Big Pharma Marketing

In the present era of health care when the solution to almost everything that ails us is a new and better drug, one would assume that drug makers place their highest priority on research for new and better drugs.  Actually, the highest priority of most drug corporations, according to their budgets, is marketing what they already have.  More than a third of the resources of pharmaceutical companies are spent on marketing and promotion.  Annually, the industry invests twice as much in marketing as it does in research and development.  The most recent public records show that the top eleven drug corporations invested over $100,000 billion during the year while only about $50 billion went to research and development. 

It seems to me that, if the drugs produced by these corporations were having the positive results claimed, physicians and medical institutions would not need to be convinced by marketing campaigns costing billions of dollars.  The exorbitant costs of cancer treatment drugs are driven more by the expense of their promotion to their users than by their research and development expenses. 

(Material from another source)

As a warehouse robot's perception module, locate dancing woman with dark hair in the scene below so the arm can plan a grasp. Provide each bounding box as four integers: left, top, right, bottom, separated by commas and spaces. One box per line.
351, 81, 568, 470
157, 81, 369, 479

Pharmaceutical marketers argue that it takes this level of marketing expenditures to differentiate their products from those of other companies.  They say that the high stakes business of big pharma necessitates the multi-billion dollar marketing expenses in order to stay competitive.  However, the cartel-like nature of the industry allows it to function somewhat like the utilities industry.  Companies agree to stake out  segments of the market where they perform best and  claim virtually exclusive rights to that segment.  There is just enough competition in each segment to keep it from becoming monopolistic.  Supposedly, the industry polices itself to protect the consumer against price fixing and profiteering.

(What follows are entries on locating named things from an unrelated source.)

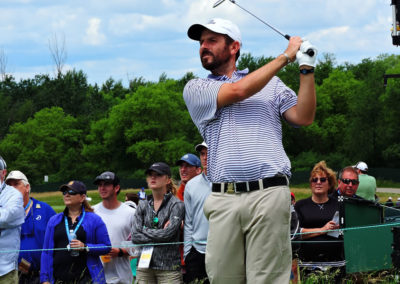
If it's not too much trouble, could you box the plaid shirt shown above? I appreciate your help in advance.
[132,193,185,270]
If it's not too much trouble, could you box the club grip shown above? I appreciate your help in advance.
[284,35,315,57]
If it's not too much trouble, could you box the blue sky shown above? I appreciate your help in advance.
[0,0,400,84]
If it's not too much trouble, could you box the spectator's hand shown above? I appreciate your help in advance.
[69,239,85,250]
[321,221,339,234]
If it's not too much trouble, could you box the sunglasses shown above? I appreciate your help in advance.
[340,178,360,185]
[63,189,78,195]
[147,172,163,177]
[311,178,328,183]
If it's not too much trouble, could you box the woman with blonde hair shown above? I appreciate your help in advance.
[132,162,185,284]
[295,161,343,262]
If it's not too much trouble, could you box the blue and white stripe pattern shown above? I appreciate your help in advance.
[183,69,297,182]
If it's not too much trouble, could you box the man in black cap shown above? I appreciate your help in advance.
[93,171,136,284]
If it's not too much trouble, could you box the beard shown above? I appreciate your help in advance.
[200,46,230,71]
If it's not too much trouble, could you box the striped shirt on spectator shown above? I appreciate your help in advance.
[183,69,297,183]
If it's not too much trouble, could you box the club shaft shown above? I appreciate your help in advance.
[230,0,290,40]
[213,0,225,8]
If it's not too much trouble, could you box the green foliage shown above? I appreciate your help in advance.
[82,80,201,179]
[0,53,400,182]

In my opinion, the real reason that big pharma spends so much on marketing is to ensure that medical practitioners, institutions, and patients see and hear nothing other than their options for solutions to health issues.  Their messages are to convince all concerned that the answer to cancer is promulgation of more and better chemical drugs.  What we need is more research and development of new options, especially natural, non-toxic options.  I invite your opinion.